カガリはアスランの顔を見つめて困ったように微笑んだ。

「死ぬつもりなどないから・・・デュランデル議長と刺し違えるというつもりはないから安心してくれ。」

昔の誰かと違って、な・・・とカガリは少し冗談めかしに小さい声で言った。

が、アスランにはその言葉は聞こえていなかった。

「け・・・ど・・・」

「でも・・・必ず生きて帰ってくる・・・なんて約束もできないけどな。」

「カガリ・・・」

アスランは思わずカガリを抱き寄せた。

辛い戦いになるはずだ・・・いかにカガリ専用の性能のいい機体に乗っていたからといっても相手はあのシンやレイだ。

行かないでくれ・・・そう発したくなった。

が、彼女の覚悟は変わらないだろうと感じたアスランは何もいえなかった。

カガリを抱きしめる腕に力をいれた。

「一人では無理だ・・・やっぱり俺もムラサメで・・・」

「だめだ、アスラン・・・お前の機体をキラとラクスが宇宙から持ってくることになっている。」

アスランは驚いて、抱きしめていた力を緩め、カガリの顔を覗き込んだ。

「俺の機体?」

「ああ・・・だからお前は早く体を治してくれ。

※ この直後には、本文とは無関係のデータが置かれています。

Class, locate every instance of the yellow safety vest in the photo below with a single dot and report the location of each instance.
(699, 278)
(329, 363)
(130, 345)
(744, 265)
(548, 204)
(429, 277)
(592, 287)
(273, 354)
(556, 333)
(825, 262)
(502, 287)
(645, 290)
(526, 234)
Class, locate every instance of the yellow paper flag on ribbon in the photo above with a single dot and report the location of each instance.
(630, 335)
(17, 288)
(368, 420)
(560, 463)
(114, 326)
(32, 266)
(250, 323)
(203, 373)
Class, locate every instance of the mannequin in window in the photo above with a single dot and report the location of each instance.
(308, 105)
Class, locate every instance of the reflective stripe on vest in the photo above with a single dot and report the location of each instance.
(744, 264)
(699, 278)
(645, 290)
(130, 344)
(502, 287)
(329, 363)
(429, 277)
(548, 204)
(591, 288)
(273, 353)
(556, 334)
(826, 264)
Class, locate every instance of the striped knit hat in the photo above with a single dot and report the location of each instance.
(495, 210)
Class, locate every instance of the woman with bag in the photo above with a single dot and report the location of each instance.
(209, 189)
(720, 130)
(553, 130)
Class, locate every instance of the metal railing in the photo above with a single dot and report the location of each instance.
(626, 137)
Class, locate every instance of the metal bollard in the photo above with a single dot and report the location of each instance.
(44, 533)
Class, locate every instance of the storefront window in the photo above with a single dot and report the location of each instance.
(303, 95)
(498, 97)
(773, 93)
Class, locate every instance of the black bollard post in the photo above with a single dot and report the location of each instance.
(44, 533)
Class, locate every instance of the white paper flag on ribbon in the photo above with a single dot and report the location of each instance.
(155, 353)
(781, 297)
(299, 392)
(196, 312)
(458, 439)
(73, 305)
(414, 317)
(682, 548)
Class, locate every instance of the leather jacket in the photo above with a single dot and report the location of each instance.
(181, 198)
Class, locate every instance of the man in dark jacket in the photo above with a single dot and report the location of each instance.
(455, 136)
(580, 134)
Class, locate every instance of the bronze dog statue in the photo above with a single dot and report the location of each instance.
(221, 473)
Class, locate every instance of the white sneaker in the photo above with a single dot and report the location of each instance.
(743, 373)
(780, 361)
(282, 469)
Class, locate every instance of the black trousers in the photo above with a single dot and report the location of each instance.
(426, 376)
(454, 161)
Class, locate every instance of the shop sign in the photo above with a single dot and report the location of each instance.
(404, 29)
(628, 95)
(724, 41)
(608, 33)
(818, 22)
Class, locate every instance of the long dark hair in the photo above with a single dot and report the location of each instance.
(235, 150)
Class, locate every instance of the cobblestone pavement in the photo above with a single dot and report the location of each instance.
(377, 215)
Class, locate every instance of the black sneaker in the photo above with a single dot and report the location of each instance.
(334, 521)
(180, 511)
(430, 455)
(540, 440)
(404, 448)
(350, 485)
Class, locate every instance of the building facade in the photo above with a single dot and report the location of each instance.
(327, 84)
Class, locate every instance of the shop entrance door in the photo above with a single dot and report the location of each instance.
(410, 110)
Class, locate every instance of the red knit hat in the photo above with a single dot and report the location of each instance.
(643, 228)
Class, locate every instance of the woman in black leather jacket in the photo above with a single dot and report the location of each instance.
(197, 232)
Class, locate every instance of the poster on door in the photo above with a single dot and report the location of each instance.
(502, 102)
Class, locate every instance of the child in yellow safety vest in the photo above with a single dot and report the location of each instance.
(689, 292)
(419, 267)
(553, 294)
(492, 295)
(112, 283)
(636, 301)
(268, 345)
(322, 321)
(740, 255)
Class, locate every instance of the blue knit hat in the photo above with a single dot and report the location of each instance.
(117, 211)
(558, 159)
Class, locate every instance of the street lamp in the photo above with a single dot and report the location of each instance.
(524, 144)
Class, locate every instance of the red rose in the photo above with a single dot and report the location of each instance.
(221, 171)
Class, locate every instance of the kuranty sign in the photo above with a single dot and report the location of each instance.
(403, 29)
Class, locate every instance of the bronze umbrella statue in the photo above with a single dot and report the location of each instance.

それに・・・」

燐とした表情でカガリはアスランをまっすぐ見つめ続けた。

「この事態を引き落としたのは私だ。だから責任を取る必要がある。」

カガリはアスランの頬に手を伸ばして続けた。

「お前を巻き込んでしまった・・・ごめん。」

プラントへ連れて行ってすまなかった・・・カガリは心の中で謝った。

そして、カガリはアスランの前で左の薬指から指輪を抜き取った。

「アスラン、これを・・・」

カガリはアスランの手をとり、指輪を握らせた。

「カガリ!君は・・・」

驚いたアスランが手の平に乗っている指輪とカガリの顔を交互に見つめた。

「もし・・・生きて帰ってこられたら、またこの指輪をはめてくれないか?」

アスランにはカガリの覚悟がわかった。

彼は指輪を落とさないようにギュッと手を握りしめ、一方の手で彼女を引き寄せた。

重なる唇。

このまま離したくない・・・アスランは思った。

 

 

アークエンジェルが大きく揺れた。

戦闘が始まった・・・彼はそう感じた。

自分はまだ何もできず、ここで寝ているだけだ。

「じゃあ、行ってくる。」

そう言って医務室を出て行ったカガリの姿が浮かんだ。

どうか無事で・・・

アスランはそう願わずにはいられなかった。

 

 

(2005.7.10)

 

【あとがき】

アスラン脱走を見て、議長はラクスの婚約者としてのアスランが必要だったのかしらと思い浮かんだものです。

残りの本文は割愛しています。